Necessary background information
When you're working within your own local repository, editing files, and getting ready to make new commits, there are really just three things that matter:
- Your current commit, a.k.a.,
HEAD
.
- Your current work-tree. The work-tree is where you do your work: edit files to modify them, create new files, or
git rm
some existing file both from the work-tree and ...
- Your current index. The index is where you build the next commit: every time you run
git add
, you copy a file from the work-tree into the index. This either updates the file that was already in it, or adds it as a new file. When you run git rm
, you remove the file from the index.
If you made commits
If you made new commits, this created a new branch, and the "detached HEAD" just means that your new branch has no name.
Eventually, when you decide you have things ready, you run git commit
. This makes a new commit, by turning the index—where you have added, updated, and/or removed some files—into a saved work-tree snapshot that you can look at again later as needed. It writes your log message into the commit, writes the current commit as the new commit's "parent", and then writes the new commit's ID—the big ugly SHA-1, deadc0decafe...
or whatever, into the branch.
In the ordinary, "on a branch" case, the place the new commit's ID goes is the branch name.
In the "detached HEAD" case, though, there is no branch name, so the new commit's ID goes directly into HEAD
.
We can draw this the same way we draw any set of commits on branches:
...--o--o--o--o--o <-- master
\
o <-- HEAD
This is what you get if you commit when in "detached HEAD" mode: your new commit is on a new branch. It just has no name. If you made multiple commits, they string together as usual:
...--o--o--o--o--o <-- master
\
o--o--o <-- HEAD
If you are in this situation, all you have to do is give your branch a name. Simply run git checkout -b newbranch
to create a new branch named newbranch
(put in any name you like), and now all the commits you've made are on the new branch.
Once you're on a normal, named branch, you can use all the usual means to bring these commits into the main line, such as using git rebase
or git merge
.
If you haven't made commits
If you have not made any new commits, you may be in extra-good luck. You may be able to just git checkout master
. Note: do not use --force
.
The same rule applies as before, that there are three things that matter: your current (HEAD
) commit, your current work-tree, and your current index. But now we get into an interesting part of Git: How git checkout
carries changes around. If you try to git checkout master
, what Git will do is compare the current commit—the detached HEAD
—to the tip commit on master
.
Let's draw that original chain of commits again but mark HEAD
with *
, and the tip commit on master with X
:
...--o--*--o--o--X <-- master
Ask yourself this: if you were Git, and you were trying to move from HEAD
to the tip of master
, and knowing that as Git, you can very easily tell which files are the same, and which are different, in any two commits ... what would be the fastest, easiest, laziest way move from *
to X
?
Remember that the index records what would go into the next commit, so it started out holding what's in *
(because you checked that out earlier). The work-tree also started out holding what's in *
. If none of those have changed, then the fastest-easiest-laziest way to move from *
to X
is: only replace, in the index and work-tree, the files that are different.

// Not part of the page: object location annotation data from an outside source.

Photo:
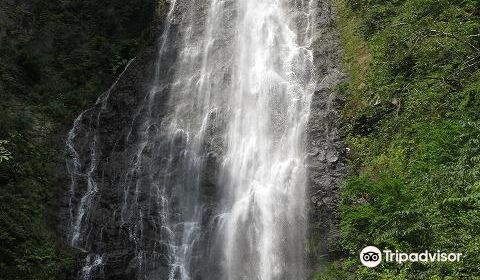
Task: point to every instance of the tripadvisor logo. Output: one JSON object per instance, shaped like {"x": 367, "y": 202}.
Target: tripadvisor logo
{"x": 371, "y": 256}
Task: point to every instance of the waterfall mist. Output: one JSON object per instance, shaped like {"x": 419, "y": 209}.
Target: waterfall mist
{"x": 206, "y": 174}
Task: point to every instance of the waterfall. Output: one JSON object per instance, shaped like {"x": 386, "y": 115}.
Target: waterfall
{"x": 206, "y": 176}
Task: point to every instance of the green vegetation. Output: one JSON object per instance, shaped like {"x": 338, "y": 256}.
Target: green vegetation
{"x": 56, "y": 57}
{"x": 412, "y": 119}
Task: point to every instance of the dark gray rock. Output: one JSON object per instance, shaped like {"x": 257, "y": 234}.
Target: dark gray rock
{"x": 325, "y": 148}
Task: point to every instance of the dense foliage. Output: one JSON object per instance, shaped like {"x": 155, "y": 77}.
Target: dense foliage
{"x": 412, "y": 119}
{"x": 56, "y": 57}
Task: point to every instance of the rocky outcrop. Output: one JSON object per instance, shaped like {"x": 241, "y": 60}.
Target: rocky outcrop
{"x": 113, "y": 213}
{"x": 325, "y": 149}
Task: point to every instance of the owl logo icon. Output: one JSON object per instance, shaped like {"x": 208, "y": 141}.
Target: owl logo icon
{"x": 370, "y": 256}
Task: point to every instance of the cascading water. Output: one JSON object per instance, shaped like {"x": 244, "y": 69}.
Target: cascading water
{"x": 206, "y": 178}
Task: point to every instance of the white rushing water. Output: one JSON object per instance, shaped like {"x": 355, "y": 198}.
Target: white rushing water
{"x": 239, "y": 97}
{"x": 249, "y": 75}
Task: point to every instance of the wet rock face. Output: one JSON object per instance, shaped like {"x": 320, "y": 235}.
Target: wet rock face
{"x": 325, "y": 148}
{"x": 102, "y": 138}
{"x": 113, "y": 213}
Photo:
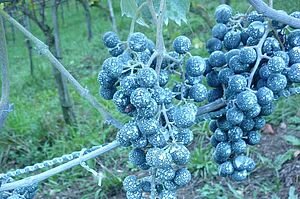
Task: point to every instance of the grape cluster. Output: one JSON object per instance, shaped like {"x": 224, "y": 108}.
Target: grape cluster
{"x": 162, "y": 112}
{"x": 19, "y": 193}
{"x": 249, "y": 66}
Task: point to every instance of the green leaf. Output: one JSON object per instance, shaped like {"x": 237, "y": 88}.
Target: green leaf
{"x": 292, "y": 194}
{"x": 293, "y": 140}
{"x": 130, "y": 8}
{"x": 281, "y": 159}
{"x": 176, "y": 10}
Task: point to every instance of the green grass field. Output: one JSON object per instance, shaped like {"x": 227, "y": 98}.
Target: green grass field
{"x": 35, "y": 130}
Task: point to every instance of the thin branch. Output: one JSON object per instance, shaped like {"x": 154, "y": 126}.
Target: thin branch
{"x": 259, "y": 55}
{"x": 112, "y": 16}
{"x": 134, "y": 19}
{"x": 44, "y": 50}
{"x": 160, "y": 45}
{"x": 43, "y": 176}
{"x": 152, "y": 11}
{"x": 271, "y": 13}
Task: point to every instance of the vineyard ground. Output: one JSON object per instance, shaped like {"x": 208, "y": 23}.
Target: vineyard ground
{"x": 35, "y": 130}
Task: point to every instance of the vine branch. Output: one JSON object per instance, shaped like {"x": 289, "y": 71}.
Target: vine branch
{"x": 271, "y": 13}
{"x": 42, "y": 176}
{"x": 44, "y": 50}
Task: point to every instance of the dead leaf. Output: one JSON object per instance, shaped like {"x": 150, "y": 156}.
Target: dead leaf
{"x": 268, "y": 129}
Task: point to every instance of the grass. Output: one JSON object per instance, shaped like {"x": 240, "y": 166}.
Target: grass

The tricky bit here is that even—or maybe I should say, especially—if you have made changes in the index and/or work-tree, Git still does the same thing. It tries to leave all your modifications in place. It can do this if (and only if) the files you've changed are the same in the current commit *
and the new target X
. It only needs to swap out the "changed-from-*
-to-X
" files (in both index and work-tree), so it leaves everything else alone. (See also Git - checkout another branch when there are uncommitted changes on the current branch.)

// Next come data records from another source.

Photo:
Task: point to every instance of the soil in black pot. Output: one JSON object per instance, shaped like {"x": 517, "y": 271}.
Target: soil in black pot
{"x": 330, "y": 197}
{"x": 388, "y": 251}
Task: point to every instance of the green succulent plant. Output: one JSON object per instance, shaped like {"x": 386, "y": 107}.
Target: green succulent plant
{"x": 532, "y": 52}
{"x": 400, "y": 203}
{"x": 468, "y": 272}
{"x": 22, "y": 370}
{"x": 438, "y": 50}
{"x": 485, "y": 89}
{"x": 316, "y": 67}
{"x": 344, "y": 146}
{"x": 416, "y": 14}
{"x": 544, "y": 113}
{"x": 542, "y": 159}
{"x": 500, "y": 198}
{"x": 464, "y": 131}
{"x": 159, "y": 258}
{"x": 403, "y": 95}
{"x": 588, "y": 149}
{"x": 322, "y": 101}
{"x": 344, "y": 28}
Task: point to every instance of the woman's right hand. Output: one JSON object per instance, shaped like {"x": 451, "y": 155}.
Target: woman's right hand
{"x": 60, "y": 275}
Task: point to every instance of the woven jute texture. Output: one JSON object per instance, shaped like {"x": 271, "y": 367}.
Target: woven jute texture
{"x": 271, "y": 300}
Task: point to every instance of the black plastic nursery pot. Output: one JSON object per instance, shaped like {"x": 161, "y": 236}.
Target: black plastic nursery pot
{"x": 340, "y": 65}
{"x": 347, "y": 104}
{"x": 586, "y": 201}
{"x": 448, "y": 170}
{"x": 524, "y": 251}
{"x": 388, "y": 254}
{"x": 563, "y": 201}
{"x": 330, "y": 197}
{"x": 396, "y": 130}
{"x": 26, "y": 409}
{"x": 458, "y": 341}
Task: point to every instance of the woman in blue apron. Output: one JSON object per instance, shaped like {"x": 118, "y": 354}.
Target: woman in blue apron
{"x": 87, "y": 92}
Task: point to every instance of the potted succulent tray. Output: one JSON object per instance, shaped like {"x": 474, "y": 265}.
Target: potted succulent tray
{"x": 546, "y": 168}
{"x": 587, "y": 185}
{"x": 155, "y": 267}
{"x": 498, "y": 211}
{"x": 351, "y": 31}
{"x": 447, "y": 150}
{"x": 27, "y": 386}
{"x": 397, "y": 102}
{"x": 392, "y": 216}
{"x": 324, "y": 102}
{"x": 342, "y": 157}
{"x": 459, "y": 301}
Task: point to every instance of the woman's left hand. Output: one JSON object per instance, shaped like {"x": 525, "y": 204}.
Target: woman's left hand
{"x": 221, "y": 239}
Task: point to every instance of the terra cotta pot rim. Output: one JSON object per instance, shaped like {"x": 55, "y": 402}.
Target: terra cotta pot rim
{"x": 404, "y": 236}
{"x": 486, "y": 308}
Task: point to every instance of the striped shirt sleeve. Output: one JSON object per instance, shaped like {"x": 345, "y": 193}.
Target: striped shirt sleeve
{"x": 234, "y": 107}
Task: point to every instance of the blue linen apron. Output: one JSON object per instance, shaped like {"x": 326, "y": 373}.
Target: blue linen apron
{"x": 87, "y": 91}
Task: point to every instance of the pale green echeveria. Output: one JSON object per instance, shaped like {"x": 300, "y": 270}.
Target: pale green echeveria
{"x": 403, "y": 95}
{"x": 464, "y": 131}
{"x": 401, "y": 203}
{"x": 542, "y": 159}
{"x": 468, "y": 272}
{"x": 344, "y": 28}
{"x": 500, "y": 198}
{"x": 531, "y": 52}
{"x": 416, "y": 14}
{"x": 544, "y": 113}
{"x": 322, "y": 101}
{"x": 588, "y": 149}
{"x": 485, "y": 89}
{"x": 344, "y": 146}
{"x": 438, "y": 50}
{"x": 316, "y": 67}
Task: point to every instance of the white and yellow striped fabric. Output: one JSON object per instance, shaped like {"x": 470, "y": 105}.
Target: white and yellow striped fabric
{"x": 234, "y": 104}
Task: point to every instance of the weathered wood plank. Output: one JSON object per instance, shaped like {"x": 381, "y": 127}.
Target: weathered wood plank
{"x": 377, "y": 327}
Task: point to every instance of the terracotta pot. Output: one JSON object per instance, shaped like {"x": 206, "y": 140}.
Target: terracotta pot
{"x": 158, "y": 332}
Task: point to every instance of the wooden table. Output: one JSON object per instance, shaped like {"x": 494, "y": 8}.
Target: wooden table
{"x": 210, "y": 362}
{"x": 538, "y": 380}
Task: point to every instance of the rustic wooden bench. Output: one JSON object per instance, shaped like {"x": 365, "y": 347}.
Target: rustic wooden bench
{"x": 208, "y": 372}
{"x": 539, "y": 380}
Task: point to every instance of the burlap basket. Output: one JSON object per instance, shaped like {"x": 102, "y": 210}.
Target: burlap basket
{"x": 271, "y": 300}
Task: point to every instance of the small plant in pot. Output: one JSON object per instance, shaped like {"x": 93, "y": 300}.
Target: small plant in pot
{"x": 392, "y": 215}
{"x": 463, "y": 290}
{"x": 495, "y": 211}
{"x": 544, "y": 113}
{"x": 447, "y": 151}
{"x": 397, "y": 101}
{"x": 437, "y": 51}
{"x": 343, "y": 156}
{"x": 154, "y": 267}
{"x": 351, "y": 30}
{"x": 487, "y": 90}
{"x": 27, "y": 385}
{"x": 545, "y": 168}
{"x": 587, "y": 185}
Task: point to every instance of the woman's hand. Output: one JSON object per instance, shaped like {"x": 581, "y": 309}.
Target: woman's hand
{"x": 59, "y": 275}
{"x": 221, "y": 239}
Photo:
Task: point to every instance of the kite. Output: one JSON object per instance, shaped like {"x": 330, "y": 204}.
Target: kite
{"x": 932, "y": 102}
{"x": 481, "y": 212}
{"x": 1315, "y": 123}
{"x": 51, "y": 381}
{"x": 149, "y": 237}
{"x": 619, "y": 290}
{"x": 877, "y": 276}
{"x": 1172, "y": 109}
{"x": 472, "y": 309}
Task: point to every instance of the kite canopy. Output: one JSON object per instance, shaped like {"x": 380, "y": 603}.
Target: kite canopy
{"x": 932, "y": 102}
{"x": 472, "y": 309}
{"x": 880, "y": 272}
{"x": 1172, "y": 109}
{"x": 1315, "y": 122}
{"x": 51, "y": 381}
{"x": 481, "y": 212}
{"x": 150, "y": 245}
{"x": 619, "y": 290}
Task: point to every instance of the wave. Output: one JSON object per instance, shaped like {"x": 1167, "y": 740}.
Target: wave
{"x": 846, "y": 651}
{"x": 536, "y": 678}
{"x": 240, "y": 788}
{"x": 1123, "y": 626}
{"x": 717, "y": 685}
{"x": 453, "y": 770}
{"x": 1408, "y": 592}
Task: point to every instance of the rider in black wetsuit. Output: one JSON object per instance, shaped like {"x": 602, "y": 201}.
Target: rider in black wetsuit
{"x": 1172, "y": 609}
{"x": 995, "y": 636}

In this particular case, running git checkout master
reattaches your HEAD, making your current commit be the tip of master
, and carries all your changes along with you—and now you can git commit
, or keep editing, or whatever.
What if git checkout
complains?
If git checkout master
says that it can't do that—that it would overwrite your files—then you have only one sensible choice, which is to commit them. However, you can use a short-cut commit, via the git stash
command.
What git stash save
does is actually to make some commits, one for the index, and one for the work-tree.1 But they're commits that are on no branch. Having made those commits, the stash
command cleans up the index and work-tree so that they match the HEAD
commit. You can now git checkout
some other commit—such as the tip of master
—and then apply the saved stash:
git stash apply
Internally, applying the saved stash is a bit complicated, because it's more than one commit. For this particular purpose, though, you can ignore all of that: applying simply "smooshes up" the commits and does its best to make the same changes to the new current commit, i.e., the tip of master
.
The apply step uses the internal merge code, just like git rebase
does when rebase is copying commits. This means you may end up having to resolve merge conflicts. If you want to put this off, you can abort the attempt to use the stash, and because the apply has not dropped the stash, it's still in there, and you can apply it later, or turn it into its own branch.
If the apply goes well, though—usually it does—it's now safe to git stash drop
the stash. If you run git stash pop
, that combines the apply step and the drop step. I recommend keeping them separate in case you change your mind—once dropped, the applied stash is very difficult to recover.2 Not everyone is as cautious as I am, of course, and git stash pop
is pretty safe: it specifically doesn't drop the stash if it does not apply properly, for instance.
1Normally, it's just these two commits, but with -u
or -a
, it makes three commits. These commits have the form of a merge, so that it takes only one Git reference to record them, but they are not a normal merge in any sense.
2Since they are commits, they are recoverable for a little while—but since stash commits are on no branch, none of the usual means works at all, and the usual 30-day guarantee does not function at all.